For India, Arctic's Sea routes will shift the leverage away from the current strategic sea lanes of communication passing via the Indian Ocean. The northern route alternative will reduce the strategic 'Malacca' leverage of India. China is especially eager to jump on the Arctic wagons of NSR for this reason. Thus, NSR is the double-edged issue in India-Nordic cooperation owing to Chinese assertive practices. Arctic routes often need an ice-breaker ship accompanying the freight ships. China is producing ice-breakers (not just ice-breaking research vessels) with indigenous know-how. This is a part of China's arctic strategy. In 2014, a year after its inclusion in the Arctic Council as an Observer, Chinese President Xi Jinping called China as a "polar great power" in an address. In the 2018 Chinese Arctic strategy white paper, China was termed as "a near-Arctic nation". Today, China's flagship Belt Road Initiative has a polar component-the Polar Silk Road to enhance "connectivity and sustainable economic and social development of the Arctic" (China's Arctic policy, 2018).
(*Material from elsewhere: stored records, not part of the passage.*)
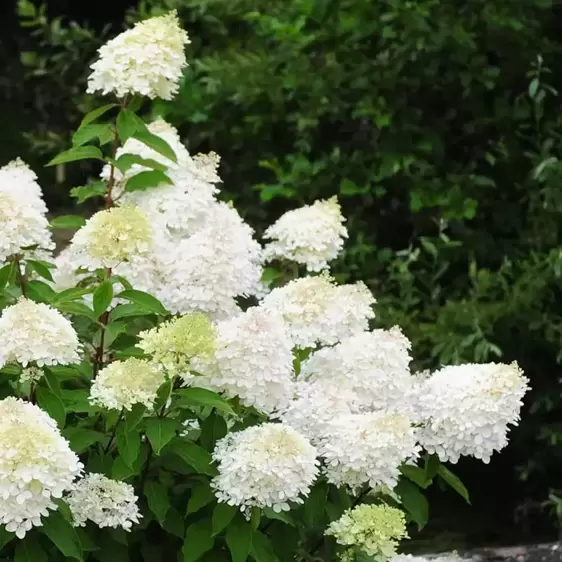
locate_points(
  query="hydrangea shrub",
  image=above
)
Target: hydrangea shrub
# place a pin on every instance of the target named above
(174, 389)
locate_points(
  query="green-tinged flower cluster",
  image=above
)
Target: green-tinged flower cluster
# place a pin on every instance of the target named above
(174, 344)
(375, 529)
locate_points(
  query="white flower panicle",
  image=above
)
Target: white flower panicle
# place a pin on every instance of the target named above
(467, 409)
(253, 360)
(148, 60)
(374, 529)
(33, 332)
(112, 236)
(367, 448)
(269, 465)
(374, 364)
(36, 465)
(174, 344)
(122, 384)
(105, 502)
(312, 235)
(316, 310)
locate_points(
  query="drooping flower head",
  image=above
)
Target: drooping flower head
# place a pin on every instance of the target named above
(316, 310)
(36, 465)
(253, 360)
(105, 502)
(267, 465)
(112, 236)
(467, 409)
(174, 344)
(148, 60)
(33, 332)
(374, 529)
(122, 384)
(312, 235)
(367, 448)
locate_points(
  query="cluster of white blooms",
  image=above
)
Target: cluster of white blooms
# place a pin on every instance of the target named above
(36, 465)
(33, 332)
(367, 448)
(316, 310)
(105, 502)
(148, 60)
(374, 529)
(312, 235)
(267, 465)
(374, 364)
(467, 409)
(23, 221)
(174, 345)
(112, 236)
(253, 360)
(122, 384)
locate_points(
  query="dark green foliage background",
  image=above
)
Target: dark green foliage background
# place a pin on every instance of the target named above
(436, 122)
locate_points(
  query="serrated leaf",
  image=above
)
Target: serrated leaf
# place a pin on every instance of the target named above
(74, 154)
(52, 404)
(414, 502)
(103, 296)
(63, 535)
(96, 113)
(29, 551)
(239, 539)
(454, 482)
(128, 445)
(201, 496)
(223, 514)
(158, 501)
(202, 397)
(146, 180)
(68, 222)
(40, 269)
(156, 143)
(85, 192)
(198, 540)
(160, 432)
(148, 301)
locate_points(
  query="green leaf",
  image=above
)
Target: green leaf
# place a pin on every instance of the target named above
(63, 535)
(29, 551)
(52, 404)
(81, 438)
(85, 192)
(159, 432)
(144, 299)
(454, 482)
(239, 539)
(201, 496)
(103, 296)
(146, 180)
(198, 540)
(156, 143)
(40, 269)
(96, 113)
(103, 132)
(68, 222)
(134, 416)
(262, 549)
(202, 397)
(194, 455)
(223, 514)
(74, 154)
(126, 124)
(126, 161)
(158, 501)
(414, 502)
(128, 445)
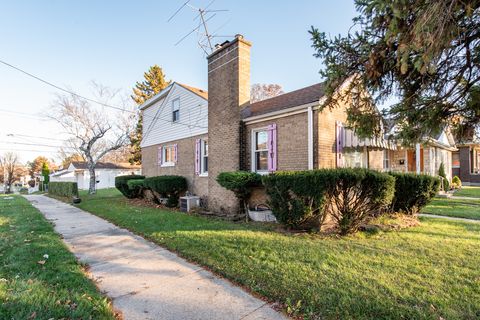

China has established the China-Nordic Arctic Research Center for research cooperation in Arctic. Sea Lines of Communication (SLOC) is an important driver of China's Arctic ambitions. However, China's disregard of the UNCLOS and the 2016 Permanent court of Justice arbitration in its activities in South China Sea posits larger questions and concerns, given that Nordic countries, Arctic states and India have upheld UNCLOS as the governance mechanism in Arctic High Seas. However, the silver lining for India lies in the fact that Nordic countries are not among the biggest takers of BRI due to "riskification" of Chinese investments.

Lastly, despite Indian engagement with European Arctic as part of long-standing relations with Nordic countries, new and potential areas of cooperation are the future of India-Nordic cooperation. These include traditional food systems, Arctic tourism, Blue Economy and Blue Bio-economy, Digital Public infrastructure and Digital Public Goods. However, India and Nordic countries face certain hurdles as the northward expansion of NATO, the Nordic dilemma of hoping the resurrection of Arctic Exceptionalism and also obliging to their European counterpart's punitive measures & the China factor in the Arctic. In a nutshell, the Nordic route to Arctic is the future of India's engagement with Arctic.